Open jiegillet opened 3 years ago
Hi! 👋 I tried playing around with this in an effort to both learn Elixir and try to make something productive.
I created a new folder inside test_data
with:
input.ex
defmodule Something do
defstruct [:a, :b]
def something(%Something{a: a}), do: %Something{a: 2 * a}
def something_else(%__MODULE__{a: a}), do: %__MODULE__{a: 3 * a}
end
expected_representation.txt
defmodule Placeholder_1 do
defstruct [:a, :b]
def placeholder_2(%Placeholder_1{a: placeholder_3}) do
%Placeholder_1{a: 2 * placeholder_3}
end
def placeholder_4(%__MODULE__{a: placeholder_3}) do
%__MODULE__{a: 3 * placeholder_3}
end
end
expected_mapping.json
{
"Placeholder_1": "Something",
"placeholder_2": "something",
"placeholder_3": "a",
"placeholder_4": "something_else"
}
And I wanted to see the current result so I ran the test I got this:
If I read this correctly, it would appear that the struct name is already properly normalised, but the key wasn't. Did I do something wrong or is this already partially implemented?
Hmm... @jiegillet is it possible that we accidentally implemented this in https://github.com/exercism/elixir-representer/pull/44 ?
Yes, it's entirely possible :) It happened when we normalized module names, the struct names followed along. I didn't close this issue because of the key behavior.
I don't necessarily think that we should normalize all map keys indiscriminately, but we certainly can do it for the ones in defstruct
because they are user defined. In that sense the current behavior is a step in the right direction and what is missing is
defstruct [:placeholder_1, :placeholder_2] # or whatever numbers
@angelikatyborska what do you think? I also suspect that #44 may have introduced some undesirable behavior with key replacement, so I would suggest to test the representer on some larger codebase that uses maps in various ways...

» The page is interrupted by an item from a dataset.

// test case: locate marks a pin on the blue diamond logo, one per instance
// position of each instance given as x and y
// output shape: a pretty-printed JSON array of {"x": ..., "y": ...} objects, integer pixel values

Quick example: in import A, only: [function_a: 1]
we don't want to touch only
or function_a
. Right now I am not confident that these are safe if we have a only
variable somewhere else being normalized.
I don't necessarily think that we should normalize all map keys indiscriminately
I'm having a hard time coming up with a good rule about what to normalize when with regard to map, struct, and keyword list keys.
In general, it seems to me like key names are just like variable names and should be normalized. But then I start coming up with a bunch of exceptions: keys in structs that come from the standard library are always known and shouldn't be normalized. Keys in some special usage keyword lists like import A, only: ...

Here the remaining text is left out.